Live migrating a Kubernetes cluster across VPCs without downtime

Mike Tougeron
Oct 22, 2020 · 10 min read
graphical version of the blog title
graphical version of the blog title

Recently I ran into a situation where we had an IP conflict with another team’s Kubernetes cluster where they had a pod network CIDR block that conflicted with the CIDR block of the VPC my cluster (as well as legacy EC2 instances) was in. My team’s cluster could talk to their cluster over VPC peering but they couldn’t talk to me the same way. We didn’t want to put any of the application ingresses on the public internet and for internal limitations we couldn’t extended my VPC’s CIDR block. The only solution that could be found was to setup a VPC with a different CIDR block. This is easy enough to handle for the EC2 instances outside the Kubernetes cluster but live migrating a cluster without downtime was a bit of a challenge. Due to the application deployment pipeline the clusters have become pets to the engineering teams. That introduces a set of problems where spinning up & migrating to a different cluster isn’t possible without a significant time investment across many teams. Doing this migration without downtime seemed daunting but as the scope was defined if started to become a reasonable goal.
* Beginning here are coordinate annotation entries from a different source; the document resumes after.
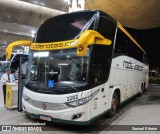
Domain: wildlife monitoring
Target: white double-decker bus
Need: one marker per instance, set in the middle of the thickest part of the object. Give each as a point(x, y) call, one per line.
point(82, 65)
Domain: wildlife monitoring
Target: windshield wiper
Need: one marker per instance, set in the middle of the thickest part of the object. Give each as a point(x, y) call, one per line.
point(71, 87)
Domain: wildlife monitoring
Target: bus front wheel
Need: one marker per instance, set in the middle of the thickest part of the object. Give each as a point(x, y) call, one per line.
point(114, 104)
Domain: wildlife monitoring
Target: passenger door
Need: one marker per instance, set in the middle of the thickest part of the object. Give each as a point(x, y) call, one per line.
point(99, 77)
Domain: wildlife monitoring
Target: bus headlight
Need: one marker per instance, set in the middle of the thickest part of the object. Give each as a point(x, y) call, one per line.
point(79, 102)
point(25, 97)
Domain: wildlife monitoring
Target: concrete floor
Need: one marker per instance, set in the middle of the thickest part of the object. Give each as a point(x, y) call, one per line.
point(147, 114)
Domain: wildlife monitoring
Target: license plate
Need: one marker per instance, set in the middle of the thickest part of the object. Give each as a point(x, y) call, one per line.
point(46, 118)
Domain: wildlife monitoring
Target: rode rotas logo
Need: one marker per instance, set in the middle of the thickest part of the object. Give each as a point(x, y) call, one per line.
point(80, 48)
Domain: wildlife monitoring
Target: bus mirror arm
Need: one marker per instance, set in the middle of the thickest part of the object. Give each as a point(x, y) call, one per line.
point(90, 37)
point(16, 43)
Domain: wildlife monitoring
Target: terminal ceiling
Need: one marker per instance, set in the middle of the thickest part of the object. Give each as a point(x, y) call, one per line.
point(19, 19)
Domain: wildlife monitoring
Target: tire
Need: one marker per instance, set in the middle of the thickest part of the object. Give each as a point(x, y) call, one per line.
point(114, 105)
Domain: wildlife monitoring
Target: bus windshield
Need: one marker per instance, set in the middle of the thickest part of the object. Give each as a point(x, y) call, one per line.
point(65, 27)
point(62, 66)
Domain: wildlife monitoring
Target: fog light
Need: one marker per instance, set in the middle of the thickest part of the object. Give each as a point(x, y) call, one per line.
point(77, 116)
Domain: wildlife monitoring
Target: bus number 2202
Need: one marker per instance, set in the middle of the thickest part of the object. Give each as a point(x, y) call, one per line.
point(73, 97)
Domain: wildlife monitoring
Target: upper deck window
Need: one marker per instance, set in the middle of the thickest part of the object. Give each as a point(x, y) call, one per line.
point(64, 27)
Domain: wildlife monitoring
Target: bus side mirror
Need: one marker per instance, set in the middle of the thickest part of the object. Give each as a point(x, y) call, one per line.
point(16, 43)
point(90, 37)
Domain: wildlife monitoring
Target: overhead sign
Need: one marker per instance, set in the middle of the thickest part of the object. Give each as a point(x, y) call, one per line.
point(76, 5)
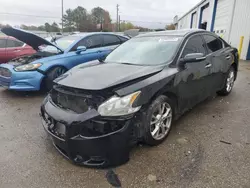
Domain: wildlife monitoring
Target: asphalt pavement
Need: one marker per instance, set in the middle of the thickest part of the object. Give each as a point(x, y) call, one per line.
point(207, 147)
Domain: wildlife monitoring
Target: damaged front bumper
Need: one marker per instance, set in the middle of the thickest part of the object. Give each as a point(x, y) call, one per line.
point(19, 81)
point(87, 139)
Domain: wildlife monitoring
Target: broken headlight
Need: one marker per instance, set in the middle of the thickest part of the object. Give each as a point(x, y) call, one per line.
point(28, 67)
point(119, 106)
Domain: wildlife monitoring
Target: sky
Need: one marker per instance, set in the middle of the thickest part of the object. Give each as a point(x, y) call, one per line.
point(145, 13)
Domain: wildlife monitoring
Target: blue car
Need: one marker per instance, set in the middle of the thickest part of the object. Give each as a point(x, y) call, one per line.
point(35, 72)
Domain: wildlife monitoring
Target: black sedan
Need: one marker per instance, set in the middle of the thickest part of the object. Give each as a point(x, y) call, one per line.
point(98, 110)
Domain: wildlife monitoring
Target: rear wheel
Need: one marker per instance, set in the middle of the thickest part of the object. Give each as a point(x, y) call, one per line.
point(52, 75)
point(228, 86)
point(158, 120)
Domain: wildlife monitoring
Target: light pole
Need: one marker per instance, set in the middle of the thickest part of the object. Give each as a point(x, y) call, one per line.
point(62, 16)
point(117, 17)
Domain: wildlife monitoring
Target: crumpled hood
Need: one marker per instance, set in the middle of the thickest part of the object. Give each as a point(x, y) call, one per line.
point(99, 76)
point(29, 38)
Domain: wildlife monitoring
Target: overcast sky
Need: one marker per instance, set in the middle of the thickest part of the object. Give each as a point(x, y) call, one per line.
point(148, 13)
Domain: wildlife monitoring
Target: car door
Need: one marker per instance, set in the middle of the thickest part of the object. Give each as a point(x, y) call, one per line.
point(193, 79)
point(14, 49)
point(3, 50)
point(93, 44)
point(221, 60)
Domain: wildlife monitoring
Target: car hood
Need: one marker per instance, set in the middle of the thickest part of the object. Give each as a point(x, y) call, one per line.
point(99, 76)
point(29, 38)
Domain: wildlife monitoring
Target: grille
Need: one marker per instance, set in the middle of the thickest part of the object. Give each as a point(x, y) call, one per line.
point(70, 99)
point(5, 72)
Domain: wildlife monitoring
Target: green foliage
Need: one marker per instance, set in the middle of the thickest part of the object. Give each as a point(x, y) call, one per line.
point(79, 19)
point(170, 27)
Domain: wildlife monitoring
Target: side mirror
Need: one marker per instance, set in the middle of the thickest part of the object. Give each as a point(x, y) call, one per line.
point(192, 58)
point(80, 49)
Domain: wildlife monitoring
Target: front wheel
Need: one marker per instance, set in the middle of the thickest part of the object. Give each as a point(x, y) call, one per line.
point(52, 75)
point(228, 86)
point(158, 120)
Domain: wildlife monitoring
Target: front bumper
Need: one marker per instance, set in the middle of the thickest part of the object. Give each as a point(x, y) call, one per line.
point(103, 151)
point(21, 81)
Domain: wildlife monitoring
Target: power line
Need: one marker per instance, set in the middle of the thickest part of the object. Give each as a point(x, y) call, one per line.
point(146, 21)
point(28, 15)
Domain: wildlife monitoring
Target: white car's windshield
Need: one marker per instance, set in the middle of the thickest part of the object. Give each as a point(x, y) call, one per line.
point(153, 50)
point(62, 43)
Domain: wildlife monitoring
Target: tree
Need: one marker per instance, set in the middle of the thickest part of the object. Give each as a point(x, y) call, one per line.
point(170, 27)
point(102, 18)
point(76, 19)
point(68, 20)
point(47, 27)
point(80, 18)
point(126, 26)
point(54, 27)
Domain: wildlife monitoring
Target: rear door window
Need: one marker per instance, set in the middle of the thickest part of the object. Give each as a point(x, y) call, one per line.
point(214, 44)
point(2, 43)
point(194, 45)
point(110, 40)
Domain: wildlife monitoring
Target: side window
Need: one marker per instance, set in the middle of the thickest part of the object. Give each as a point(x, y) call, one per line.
point(194, 45)
point(91, 42)
point(214, 44)
point(2, 43)
point(10, 43)
point(110, 40)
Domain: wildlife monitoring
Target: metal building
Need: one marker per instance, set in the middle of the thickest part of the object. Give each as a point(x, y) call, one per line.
point(230, 19)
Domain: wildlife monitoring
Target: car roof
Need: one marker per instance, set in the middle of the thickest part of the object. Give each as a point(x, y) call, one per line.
point(7, 37)
point(82, 35)
point(180, 33)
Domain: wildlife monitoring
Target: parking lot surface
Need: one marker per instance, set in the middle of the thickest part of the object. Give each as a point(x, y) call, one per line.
point(207, 147)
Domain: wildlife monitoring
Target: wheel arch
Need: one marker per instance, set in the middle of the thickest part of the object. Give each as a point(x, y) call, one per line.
point(170, 94)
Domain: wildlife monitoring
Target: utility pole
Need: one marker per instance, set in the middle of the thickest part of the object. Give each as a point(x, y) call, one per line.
point(62, 16)
point(119, 23)
point(117, 17)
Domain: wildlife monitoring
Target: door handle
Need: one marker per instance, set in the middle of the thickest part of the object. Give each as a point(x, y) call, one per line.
point(208, 66)
point(228, 57)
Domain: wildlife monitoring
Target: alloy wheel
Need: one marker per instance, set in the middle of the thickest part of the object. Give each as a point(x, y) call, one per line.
point(161, 121)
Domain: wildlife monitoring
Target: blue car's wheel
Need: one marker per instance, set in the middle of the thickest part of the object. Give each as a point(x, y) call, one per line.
point(52, 75)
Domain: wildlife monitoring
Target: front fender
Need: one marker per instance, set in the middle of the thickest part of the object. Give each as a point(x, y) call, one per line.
point(159, 83)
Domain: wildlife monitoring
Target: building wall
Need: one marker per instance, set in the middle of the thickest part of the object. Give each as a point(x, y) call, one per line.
point(233, 21)
point(241, 26)
point(185, 22)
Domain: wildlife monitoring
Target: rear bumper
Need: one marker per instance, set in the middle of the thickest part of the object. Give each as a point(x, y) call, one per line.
point(22, 81)
point(103, 151)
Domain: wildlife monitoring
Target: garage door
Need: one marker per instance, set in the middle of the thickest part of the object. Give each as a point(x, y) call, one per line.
point(222, 17)
point(194, 20)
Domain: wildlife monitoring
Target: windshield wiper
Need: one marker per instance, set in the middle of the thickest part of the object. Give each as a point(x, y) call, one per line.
point(128, 64)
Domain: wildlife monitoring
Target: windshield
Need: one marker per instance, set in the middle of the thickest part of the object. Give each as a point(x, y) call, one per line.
point(62, 43)
point(152, 50)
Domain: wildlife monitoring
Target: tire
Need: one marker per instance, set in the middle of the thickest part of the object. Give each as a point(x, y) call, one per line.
point(154, 136)
point(229, 83)
point(52, 75)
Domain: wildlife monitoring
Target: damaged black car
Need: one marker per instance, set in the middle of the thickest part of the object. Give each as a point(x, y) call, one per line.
point(98, 110)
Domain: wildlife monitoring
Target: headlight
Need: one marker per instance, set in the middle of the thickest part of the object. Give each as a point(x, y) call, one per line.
point(28, 67)
point(119, 106)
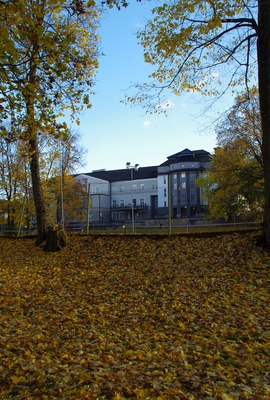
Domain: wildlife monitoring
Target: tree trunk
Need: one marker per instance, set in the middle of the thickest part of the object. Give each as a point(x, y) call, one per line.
point(37, 190)
point(264, 96)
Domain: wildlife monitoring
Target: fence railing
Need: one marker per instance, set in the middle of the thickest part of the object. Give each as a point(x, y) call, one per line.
point(161, 229)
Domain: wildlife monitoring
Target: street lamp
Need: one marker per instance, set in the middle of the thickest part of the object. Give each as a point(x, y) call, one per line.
point(132, 167)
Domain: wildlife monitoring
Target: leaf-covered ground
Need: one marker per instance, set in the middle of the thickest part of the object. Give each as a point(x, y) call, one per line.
point(124, 317)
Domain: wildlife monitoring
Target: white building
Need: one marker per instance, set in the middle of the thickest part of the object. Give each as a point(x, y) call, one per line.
point(147, 191)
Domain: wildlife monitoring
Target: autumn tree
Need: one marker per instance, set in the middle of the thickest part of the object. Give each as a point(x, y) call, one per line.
point(48, 59)
point(14, 176)
point(234, 183)
point(61, 156)
point(196, 46)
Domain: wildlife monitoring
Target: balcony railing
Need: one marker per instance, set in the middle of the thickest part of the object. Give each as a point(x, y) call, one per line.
point(129, 207)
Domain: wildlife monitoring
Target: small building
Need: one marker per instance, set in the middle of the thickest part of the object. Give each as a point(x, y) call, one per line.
point(148, 191)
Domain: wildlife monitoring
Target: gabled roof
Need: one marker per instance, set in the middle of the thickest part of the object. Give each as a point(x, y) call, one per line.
point(124, 174)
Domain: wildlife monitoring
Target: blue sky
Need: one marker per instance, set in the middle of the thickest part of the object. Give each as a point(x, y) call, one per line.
point(115, 133)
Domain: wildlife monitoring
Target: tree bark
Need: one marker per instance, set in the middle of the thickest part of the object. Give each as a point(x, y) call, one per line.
point(264, 96)
point(37, 190)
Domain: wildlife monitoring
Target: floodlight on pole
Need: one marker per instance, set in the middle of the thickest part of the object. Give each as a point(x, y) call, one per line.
point(132, 167)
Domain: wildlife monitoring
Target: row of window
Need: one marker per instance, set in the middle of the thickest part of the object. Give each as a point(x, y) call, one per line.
point(122, 216)
point(122, 203)
point(134, 186)
point(183, 199)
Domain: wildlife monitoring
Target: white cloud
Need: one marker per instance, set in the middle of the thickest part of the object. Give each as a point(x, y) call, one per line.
point(146, 123)
point(166, 105)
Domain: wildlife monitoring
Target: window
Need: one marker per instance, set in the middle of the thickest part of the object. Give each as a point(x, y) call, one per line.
point(183, 199)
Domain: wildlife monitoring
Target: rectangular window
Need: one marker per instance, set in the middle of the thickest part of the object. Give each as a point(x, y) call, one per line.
point(138, 215)
point(183, 199)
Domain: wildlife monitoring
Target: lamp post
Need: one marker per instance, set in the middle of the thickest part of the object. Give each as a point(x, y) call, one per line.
point(132, 167)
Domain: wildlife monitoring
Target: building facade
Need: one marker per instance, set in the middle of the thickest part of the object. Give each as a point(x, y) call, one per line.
point(147, 193)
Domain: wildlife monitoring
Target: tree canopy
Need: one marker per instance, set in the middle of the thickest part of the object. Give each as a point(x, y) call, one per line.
point(234, 184)
point(48, 60)
point(195, 46)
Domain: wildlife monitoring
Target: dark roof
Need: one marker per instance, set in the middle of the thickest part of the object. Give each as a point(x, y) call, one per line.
point(187, 155)
point(124, 174)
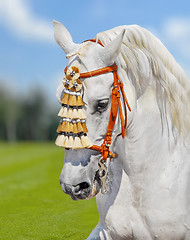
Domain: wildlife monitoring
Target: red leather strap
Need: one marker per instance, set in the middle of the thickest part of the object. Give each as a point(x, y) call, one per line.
point(116, 106)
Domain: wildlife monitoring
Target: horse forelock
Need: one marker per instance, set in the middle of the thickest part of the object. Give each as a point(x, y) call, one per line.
point(147, 62)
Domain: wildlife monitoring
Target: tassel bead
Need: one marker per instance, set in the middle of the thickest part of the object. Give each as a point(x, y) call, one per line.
point(77, 143)
point(86, 142)
point(60, 141)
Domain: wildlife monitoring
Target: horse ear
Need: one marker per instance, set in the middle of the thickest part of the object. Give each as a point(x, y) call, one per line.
point(63, 37)
point(111, 51)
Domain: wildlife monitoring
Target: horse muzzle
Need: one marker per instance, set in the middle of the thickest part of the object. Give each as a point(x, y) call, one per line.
point(77, 192)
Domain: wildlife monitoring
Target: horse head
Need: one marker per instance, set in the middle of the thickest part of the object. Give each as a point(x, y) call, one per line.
point(79, 177)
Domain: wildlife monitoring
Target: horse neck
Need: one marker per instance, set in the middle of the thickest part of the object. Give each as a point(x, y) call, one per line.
point(147, 143)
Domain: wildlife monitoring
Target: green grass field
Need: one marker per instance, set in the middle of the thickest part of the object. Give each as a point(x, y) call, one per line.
point(32, 204)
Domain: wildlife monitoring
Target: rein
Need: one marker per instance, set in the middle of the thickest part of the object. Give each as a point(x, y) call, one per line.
point(72, 129)
point(116, 107)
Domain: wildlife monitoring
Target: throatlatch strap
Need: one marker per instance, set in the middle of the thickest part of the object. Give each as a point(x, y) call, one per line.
point(115, 107)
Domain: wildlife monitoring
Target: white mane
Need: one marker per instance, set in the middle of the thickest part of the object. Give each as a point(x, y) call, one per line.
point(147, 62)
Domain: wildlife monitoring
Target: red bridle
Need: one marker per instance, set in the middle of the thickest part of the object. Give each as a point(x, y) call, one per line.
point(116, 107)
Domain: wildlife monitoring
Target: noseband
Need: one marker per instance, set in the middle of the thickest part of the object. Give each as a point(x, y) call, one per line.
point(116, 107)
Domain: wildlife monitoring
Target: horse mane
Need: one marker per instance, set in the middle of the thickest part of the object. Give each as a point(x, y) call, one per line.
point(147, 62)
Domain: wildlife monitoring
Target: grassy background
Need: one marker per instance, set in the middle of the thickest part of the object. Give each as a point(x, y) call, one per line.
point(32, 204)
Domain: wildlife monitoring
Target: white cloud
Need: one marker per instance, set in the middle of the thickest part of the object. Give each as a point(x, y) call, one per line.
point(17, 16)
point(177, 33)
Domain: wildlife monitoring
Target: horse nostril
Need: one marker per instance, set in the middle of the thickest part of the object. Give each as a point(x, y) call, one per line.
point(81, 186)
point(84, 185)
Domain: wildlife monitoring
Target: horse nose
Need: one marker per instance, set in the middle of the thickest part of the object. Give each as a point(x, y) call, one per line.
point(80, 191)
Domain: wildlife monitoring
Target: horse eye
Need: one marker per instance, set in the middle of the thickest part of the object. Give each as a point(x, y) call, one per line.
point(102, 105)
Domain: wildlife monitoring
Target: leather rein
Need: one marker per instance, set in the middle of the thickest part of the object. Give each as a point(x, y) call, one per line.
point(116, 107)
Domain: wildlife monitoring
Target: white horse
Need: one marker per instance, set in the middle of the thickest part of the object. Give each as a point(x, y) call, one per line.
point(149, 195)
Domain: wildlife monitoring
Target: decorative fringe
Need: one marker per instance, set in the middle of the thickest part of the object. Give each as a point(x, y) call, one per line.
point(63, 112)
point(63, 126)
point(75, 114)
point(79, 101)
point(60, 141)
point(72, 100)
point(67, 127)
point(75, 130)
point(65, 99)
point(59, 129)
point(69, 113)
point(79, 127)
point(81, 114)
point(66, 141)
point(86, 142)
point(85, 130)
point(77, 143)
point(70, 127)
point(69, 142)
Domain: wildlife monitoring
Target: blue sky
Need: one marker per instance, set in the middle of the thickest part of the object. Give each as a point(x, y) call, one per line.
point(29, 56)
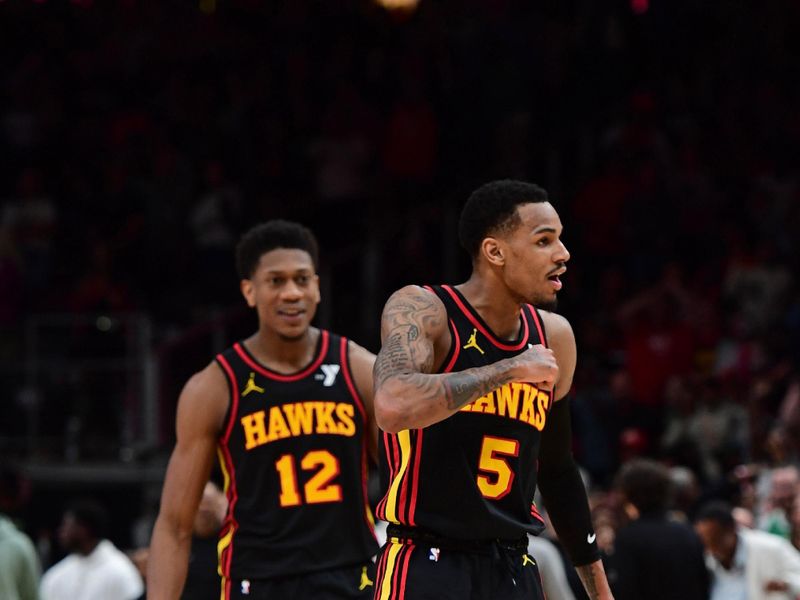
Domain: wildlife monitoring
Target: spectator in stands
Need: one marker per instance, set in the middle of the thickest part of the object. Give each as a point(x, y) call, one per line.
point(95, 569)
point(655, 557)
point(746, 563)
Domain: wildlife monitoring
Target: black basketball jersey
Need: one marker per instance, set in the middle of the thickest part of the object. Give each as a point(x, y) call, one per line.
point(472, 475)
point(294, 458)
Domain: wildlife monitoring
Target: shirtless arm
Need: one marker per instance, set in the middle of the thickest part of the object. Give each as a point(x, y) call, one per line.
point(559, 479)
point(362, 362)
point(407, 394)
point(201, 410)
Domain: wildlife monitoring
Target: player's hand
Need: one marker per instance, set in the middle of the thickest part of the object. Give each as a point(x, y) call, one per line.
point(537, 365)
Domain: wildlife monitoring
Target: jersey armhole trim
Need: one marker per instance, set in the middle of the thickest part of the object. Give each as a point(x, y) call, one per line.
point(233, 401)
point(344, 357)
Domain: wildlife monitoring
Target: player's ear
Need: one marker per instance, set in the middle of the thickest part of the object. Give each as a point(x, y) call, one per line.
point(248, 291)
point(493, 251)
point(317, 293)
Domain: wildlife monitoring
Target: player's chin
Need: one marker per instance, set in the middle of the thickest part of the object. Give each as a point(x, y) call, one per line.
point(293, 332)
point(547, 302)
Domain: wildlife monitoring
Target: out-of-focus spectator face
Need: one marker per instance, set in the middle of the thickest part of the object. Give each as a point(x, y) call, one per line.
point(777, 445)
point(785, 486)
point(743, 517)
point(720, 541)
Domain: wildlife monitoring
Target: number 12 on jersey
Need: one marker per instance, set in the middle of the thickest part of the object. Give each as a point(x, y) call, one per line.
point(496, 475)
point(320, 488)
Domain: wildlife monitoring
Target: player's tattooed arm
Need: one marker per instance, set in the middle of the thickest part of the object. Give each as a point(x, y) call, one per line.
point(407, 394)
point(594, 581)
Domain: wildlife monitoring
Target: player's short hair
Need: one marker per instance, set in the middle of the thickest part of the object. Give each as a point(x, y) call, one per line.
point(646, 484)
point(91, 515)
point(717, 511)
point(492, 209)
point(272, 235)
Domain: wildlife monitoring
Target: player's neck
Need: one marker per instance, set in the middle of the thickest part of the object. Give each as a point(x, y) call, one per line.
point(282, 354)
point(495, 306)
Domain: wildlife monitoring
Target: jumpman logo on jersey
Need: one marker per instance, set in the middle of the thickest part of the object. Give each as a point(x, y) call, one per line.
point(472, 342)
point(527, 560)
point(365, 580)
point(251, 386)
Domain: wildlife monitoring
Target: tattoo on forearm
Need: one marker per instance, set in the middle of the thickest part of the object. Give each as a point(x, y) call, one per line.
point(407, 355)
point(588, 577)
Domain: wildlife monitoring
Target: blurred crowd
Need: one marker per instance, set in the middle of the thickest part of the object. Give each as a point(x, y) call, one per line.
point(139, 139)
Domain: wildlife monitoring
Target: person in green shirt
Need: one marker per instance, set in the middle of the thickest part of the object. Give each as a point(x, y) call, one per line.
point(20, 569)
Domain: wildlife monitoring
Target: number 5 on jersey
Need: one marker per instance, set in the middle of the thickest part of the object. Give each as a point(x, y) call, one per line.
point(498, 477)
point(319, 488)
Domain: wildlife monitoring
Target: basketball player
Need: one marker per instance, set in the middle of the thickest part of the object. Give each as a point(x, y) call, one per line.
point(288, 412)
point(470, 387)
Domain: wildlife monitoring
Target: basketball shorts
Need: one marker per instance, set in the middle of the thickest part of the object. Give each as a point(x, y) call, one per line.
point(348, 583)
point(414, 568)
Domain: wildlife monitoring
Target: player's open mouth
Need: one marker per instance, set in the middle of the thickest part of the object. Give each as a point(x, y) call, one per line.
point(554, 278)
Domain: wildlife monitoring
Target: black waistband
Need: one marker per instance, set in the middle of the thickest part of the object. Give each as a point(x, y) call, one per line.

NOTE: At the last minute it was decided to not do this migration. The steps I describe below were executed several times in the lab environment without issue but it never went to the production migration stage. :(

Not all work ends up in production and this turned out to be one of those times. However, I still think the process is worth sharing. :)

What the cluster looked like

I’m a big fan of the Hashicorp’s Infrastructure As Code toolset and they work well for my environment. For cluster deployments I build an AMI using Packer, deploy it to the AWS AutoScalingGroup(s) with Terraform, and then run a custom Python script to cycle the nodes. The Terraform code has 3 main components; a module () for shared resources (security groups, LBs, DNS, etc), a module () for the control-plane, and a module () for the worker nodes. There are around 72 AutoScalingGroups (one per instance-type per AZ plus on-demand vs spot), about 200 worker nodes, and many thousands of Pods running on the cluster I needed to migrate.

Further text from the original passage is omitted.